Wednesday, August 24, 2011

A stake in the ground

The next time you replace human inspection with a vision system, do you think Production will complain about the false reject rate?

I think so. In fact I’ll bet a slap-up dinner for two that they will. “The system’s kicking out too many parts,” someone will bleat, “And it’s costing us money.”

Well since you know this will happen, why not take action beforehand to head it off? Here’s what I suggest: gather some data on the accuracy of your human inspectors. Juran tells us they’ll be around 80% accurate, though I suspect that’s a long-run, task-dependent number. But assuming he’s correct, that means humans have significant percentages of false rejects as well as false accepts. But how do you get your hands on this data?

One way would be to quarantine all inspected product and reinspect it. But with any respectable sample size your reinspectors will also have an error rate, so how do you know who is right?

I’m sure there are some statistical ways of handling this, but I’d like to suggest a more pragmatic approach: find out what your customers are telling you. Your Quality department almost certainly has data on returns and complaints: go through this to find out how much bad product human inspection is allowing through.

Calculate what that is as a percentage of total production and you have your False Accept rate. Subtract that from 20% and you have a False Reject rate.

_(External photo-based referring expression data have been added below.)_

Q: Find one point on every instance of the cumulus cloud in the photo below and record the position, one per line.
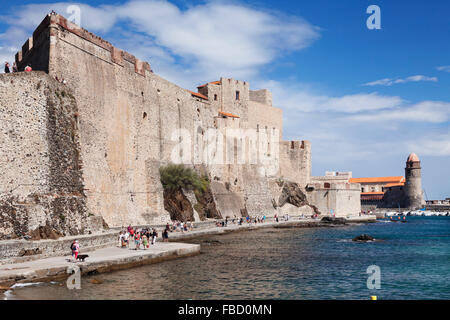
(425, 111)
(304, 99)
(390, 82)
(444, 68)
(436, 145)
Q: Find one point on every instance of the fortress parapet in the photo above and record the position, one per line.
(45, 35)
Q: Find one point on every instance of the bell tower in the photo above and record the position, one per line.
(413, 185)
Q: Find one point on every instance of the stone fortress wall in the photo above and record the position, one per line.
(125, 120)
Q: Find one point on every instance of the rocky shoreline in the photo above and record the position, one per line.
(109, 259)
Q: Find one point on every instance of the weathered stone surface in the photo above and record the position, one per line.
(41, 186)
(293, 194)
(178, 205)
(207, 205)
(97, 143)
(29, 252)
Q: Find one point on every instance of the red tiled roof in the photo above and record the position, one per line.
(395, 185)
(377, 180)
(213, 82)
(371, 193)
(372, 196)
(228, 114)
(198, 95)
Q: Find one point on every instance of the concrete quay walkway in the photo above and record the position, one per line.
(115, 258)
(99, 261)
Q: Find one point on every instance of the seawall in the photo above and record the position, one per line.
(113, 258)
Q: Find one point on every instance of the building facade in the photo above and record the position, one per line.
(124, 123)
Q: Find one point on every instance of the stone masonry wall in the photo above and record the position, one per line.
(127, 117)
(41, 181)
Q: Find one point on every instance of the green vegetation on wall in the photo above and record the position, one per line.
(177, 176)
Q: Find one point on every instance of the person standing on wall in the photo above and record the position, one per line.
(76, 249)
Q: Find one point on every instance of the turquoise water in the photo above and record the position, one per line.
(317, 263)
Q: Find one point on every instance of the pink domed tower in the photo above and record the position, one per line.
(413, 185)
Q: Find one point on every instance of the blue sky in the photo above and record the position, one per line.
(364, 98)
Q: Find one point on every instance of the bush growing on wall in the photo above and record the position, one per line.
(177, 176)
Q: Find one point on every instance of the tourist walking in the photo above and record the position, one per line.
(121, 239)
(75, 249)
(137, 240)
(154, 235)
(145, 241)
(126, 237)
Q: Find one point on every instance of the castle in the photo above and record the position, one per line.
(78, 155)
(394, 192)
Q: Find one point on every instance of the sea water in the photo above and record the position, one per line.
(294, 263)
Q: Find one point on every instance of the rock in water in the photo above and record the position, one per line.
(4, 288)
(363, 237)
(334, 220)
(96, 281)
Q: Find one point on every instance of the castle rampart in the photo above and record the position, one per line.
(127, 119)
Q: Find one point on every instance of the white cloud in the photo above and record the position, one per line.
(425, 111)
(390, 82)
(436, 145)
(304, 99)
(229, 38)
(444, 68)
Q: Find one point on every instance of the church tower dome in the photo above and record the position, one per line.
(413, 185)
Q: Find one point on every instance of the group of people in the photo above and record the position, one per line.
(14, 68)
(178, 226)
(140, 237)
(75, 247)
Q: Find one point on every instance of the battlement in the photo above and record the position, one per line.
(295, 145)
(48, 30)
(263, 96)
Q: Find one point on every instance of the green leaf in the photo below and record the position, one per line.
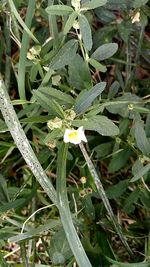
(141, 139)
(64, 209)
(105, 51)
(65, 55)
(131, 200)
(52, 136)
(139, 3)
(59, 10)
(85, 99)
(12, 205)
(60, 249)
(57, 94)
(79, 74)
(51, 105)
(85, 31)
(70, 21)
(141, 173)
(117, 190)
(50, 224)
(100, 124)
(24, 26)
(93, 4)
(98, 66)
(33, 72)
(113, 90)
(119, 160)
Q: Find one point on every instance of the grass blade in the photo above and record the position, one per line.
(23, 144)
(24, 49)
(14, 10)
(64, 210)
(104, 198)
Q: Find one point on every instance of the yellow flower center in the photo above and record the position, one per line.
(73, 135)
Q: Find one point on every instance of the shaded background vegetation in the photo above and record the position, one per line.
(34, 74)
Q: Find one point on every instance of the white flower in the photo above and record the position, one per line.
(136, 17)
(74, 136)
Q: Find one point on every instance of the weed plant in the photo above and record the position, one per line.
(74, 133)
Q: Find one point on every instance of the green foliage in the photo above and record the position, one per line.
(69, 65)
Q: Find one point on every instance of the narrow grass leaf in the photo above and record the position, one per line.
(24, 49)
(93, 4)
(85, 99)
(141, 139)
(71, 234)
(59, 10)
(85, 31)
(70, 21)
(53, 22)
(22, 143)
(12, 205)
(105, 51)
(50, 224)
(120, 264)
(50, 104)
(100, 124)
(139, 3)
(104, 198)
(14, 10)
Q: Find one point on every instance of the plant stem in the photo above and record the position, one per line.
(104, 198)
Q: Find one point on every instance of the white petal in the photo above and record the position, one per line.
(82, 134)
(66, 139)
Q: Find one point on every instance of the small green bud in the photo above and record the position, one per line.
(54, 123)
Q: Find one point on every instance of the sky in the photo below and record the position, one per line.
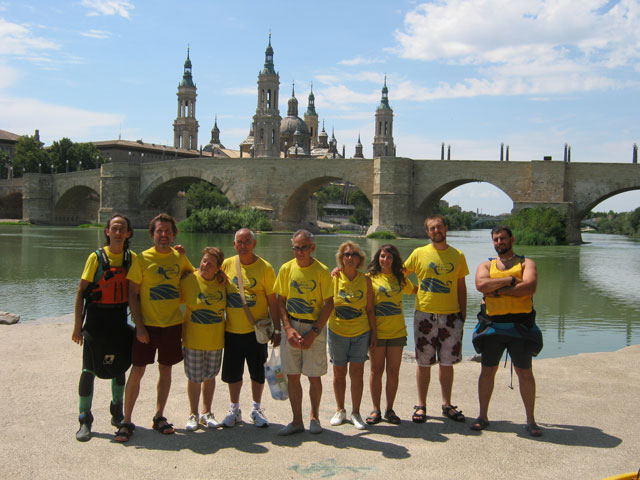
(531, 74)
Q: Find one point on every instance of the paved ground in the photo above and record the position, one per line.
(588, 405)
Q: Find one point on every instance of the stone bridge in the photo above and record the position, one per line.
(403, 191)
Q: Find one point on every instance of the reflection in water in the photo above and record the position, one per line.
(585, 302)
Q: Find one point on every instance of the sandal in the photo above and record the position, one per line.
(419, 417)
(479, 424)
(391, 417)
(160, 424)
(125, 430)
(533, 429)
(374, 417)
(452, 413)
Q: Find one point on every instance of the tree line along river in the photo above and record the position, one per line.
(587, 298)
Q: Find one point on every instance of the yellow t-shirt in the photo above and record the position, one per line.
(306, 288)
(258, 279)
(91, 266)
(349, 316)
(158, 275)
(507, 304)
(205, 302)
(388, 293)
(438, 272)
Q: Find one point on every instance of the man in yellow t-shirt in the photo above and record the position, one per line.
(441, 309)
(305, 298)
(154, 300)
(241, 344)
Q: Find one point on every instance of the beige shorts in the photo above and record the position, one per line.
(311, 362)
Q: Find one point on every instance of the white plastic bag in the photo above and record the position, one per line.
(275, 378)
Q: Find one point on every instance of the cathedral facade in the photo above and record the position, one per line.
(270, 135)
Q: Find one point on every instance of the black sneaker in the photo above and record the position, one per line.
(84, 432)
(116, 414)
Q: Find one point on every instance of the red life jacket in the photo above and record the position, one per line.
(110, 286)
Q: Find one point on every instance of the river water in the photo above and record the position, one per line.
(587, 298)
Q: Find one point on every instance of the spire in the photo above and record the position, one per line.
(384, 102)
(293, 103)
(187, 80)
(268, 59)
(311, 108)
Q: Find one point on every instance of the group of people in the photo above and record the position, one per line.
(357, 315)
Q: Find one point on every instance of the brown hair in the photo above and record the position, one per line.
(162, 217)
(355, 247)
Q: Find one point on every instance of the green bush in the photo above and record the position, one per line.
(225, 220)
(538, 226)
(383, 235)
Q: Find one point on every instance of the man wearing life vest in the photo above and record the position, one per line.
(102, 299)
(154, 299)
(507, 320)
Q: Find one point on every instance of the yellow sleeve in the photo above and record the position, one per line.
(90, 267)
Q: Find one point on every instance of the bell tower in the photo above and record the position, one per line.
(185, 126)
(383, 145)
(266, 121)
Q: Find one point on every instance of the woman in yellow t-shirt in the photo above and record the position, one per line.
(389, 284)
(352, 330)
(205, 300)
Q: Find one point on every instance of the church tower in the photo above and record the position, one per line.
(311, 119)
(383, 145)
(185, 126)
(266, 121)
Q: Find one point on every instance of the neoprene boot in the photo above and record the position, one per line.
(84, 432)
(116, 414)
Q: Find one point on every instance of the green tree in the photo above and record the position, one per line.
(205, 195)
(538, 226)
(29, 156)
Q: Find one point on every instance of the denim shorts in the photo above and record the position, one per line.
(343, 350)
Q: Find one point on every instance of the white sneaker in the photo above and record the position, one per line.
(209, 421)
(258, 417)
(192, 423)
(338, 418)
(233, 417)
(356, 419)
(315, 427)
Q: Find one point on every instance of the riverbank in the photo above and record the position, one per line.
(586, 403)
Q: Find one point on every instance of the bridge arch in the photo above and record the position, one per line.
(300, 207)
(77, 205)
(11, 205)
(428, 203)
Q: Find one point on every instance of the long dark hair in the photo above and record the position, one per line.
(397, 269)
(129, 229)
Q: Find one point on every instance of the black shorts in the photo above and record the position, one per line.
(493, 347)
(108, 341)
(241, 347)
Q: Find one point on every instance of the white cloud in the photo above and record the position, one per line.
(99, 34)
(360, 61)
(24, 115)
(16, 39)
(524, 46)
(108, 7)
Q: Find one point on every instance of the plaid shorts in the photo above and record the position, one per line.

Okay, that’s hardly scientific, but it will give you an indication of how much good product is being scrapped. (Yes, it’s probably over 10% because, in my experience, Inspectors tend to err on the side of caution.)

So how can you use this in your next project? Well hard numbers on the accuracy of your current performance will let you show how the vision system you install does a better job. (And if it doesn’t do better … well just make sure it does!) I suggest though, that rather than trying to design and run your own experiment out in the plant, ask Quality and HR to work on it for you. This will help get some buy-in and add credibility to the results. Sharing the numbers you estimated from customer complaints and Juran’s 80% rule might be enough to spur them into action without further nagging.

That’s what I mean by putting a stake in the ground: establish the current level of performance, so that you can, post-implementation, show an improvement.